Everly shook her head sharply. Not that it helped.
Caleb stood up as Luca approached them. “I’d better go. I’m not supposed to be in here—you can only cover for me so much, Luca.”
Luca nodded at Caleb as he stepped out and sat back in the chair Caleb had vacated. “I miss anything interesting?”
“Not really,” Everly said, still thinking about her conversation with Caleb.
Something had been nagging at her, sitting there in the surveillance room looking over the dozens and dozens of screens. When she put a finger on it, she turned around in her seat.
“Luca,” she started, but then hesitated. She scanned the screens in front of her until she found the one she was looking for—the one with the woman on the hundredth floor, still sitting on her bed.

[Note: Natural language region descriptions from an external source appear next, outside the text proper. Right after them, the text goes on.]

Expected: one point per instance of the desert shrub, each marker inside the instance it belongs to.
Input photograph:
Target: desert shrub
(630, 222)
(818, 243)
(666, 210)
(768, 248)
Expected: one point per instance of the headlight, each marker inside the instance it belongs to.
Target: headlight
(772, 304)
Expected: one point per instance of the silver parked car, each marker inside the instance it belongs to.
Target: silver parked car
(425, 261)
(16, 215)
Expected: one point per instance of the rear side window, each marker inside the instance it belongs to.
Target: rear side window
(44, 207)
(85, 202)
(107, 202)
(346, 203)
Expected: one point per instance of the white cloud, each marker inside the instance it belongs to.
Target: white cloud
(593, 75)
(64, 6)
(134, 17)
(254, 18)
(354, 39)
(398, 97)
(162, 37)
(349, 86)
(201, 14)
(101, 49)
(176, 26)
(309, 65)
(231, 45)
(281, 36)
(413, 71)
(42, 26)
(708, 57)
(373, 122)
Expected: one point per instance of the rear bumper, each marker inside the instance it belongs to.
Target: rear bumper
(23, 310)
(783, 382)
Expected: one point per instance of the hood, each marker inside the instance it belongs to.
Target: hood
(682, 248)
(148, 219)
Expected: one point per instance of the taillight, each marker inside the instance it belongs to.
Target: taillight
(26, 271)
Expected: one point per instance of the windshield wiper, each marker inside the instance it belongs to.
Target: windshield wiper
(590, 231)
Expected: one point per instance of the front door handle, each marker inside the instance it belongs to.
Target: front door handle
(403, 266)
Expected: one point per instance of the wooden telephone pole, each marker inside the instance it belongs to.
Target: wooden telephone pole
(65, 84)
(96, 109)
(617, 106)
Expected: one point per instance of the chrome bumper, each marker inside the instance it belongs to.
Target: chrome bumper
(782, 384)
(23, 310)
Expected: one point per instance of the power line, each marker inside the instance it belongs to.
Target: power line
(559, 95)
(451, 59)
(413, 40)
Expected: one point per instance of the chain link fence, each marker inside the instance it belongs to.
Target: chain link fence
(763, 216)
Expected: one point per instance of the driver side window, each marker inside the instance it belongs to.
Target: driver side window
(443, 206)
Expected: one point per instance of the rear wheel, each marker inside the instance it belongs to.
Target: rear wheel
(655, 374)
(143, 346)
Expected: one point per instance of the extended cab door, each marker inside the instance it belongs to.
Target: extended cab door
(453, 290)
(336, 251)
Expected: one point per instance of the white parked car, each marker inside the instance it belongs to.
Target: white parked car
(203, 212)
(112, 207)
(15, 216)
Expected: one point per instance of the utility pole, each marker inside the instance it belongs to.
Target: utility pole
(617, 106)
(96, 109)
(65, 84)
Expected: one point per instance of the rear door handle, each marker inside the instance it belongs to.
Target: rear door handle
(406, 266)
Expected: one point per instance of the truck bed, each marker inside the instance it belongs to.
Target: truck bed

“There are adults upstairs,” she said. She pointed at a different screen, the one with Lois. “And elderly people. But down here, it’s not all kids, is it?” She shook her head. “So, what’s the difference? And why so many people? What are they all for?”
Luca was looking at the screens she had indicated, studying them. “To be honest,” he said, “I don’t really know. It’s my impression that everyone starts out down here, and then at a certain point they just take you away. Sometimes you end up there.” He indicated one screen, where a woman who looked to be in her early thirties was standing stiffly in the middle of a small gray apartment, her head facing straight ahead.
“See her? That’s Vanessa. She used to be down here, with us. When I was younger. They took her away one day, didn’t tell us where. Then, a couple of months into working here, I spotted her on that screen. There are others, too,” he said. “But some of them . . . some of them never show up on any of the other screens. They’re just . . . gone.” Luca met Everly’s eyes, his gaze more intense than she was used to. “Regardless of what happens to them,” he said, voice low, “everyone gets pulled upstairs eventually. You don’t see any of the older residents down here, do you? Not even any that are middle-aged. Everyone moves on. I have no idea why.”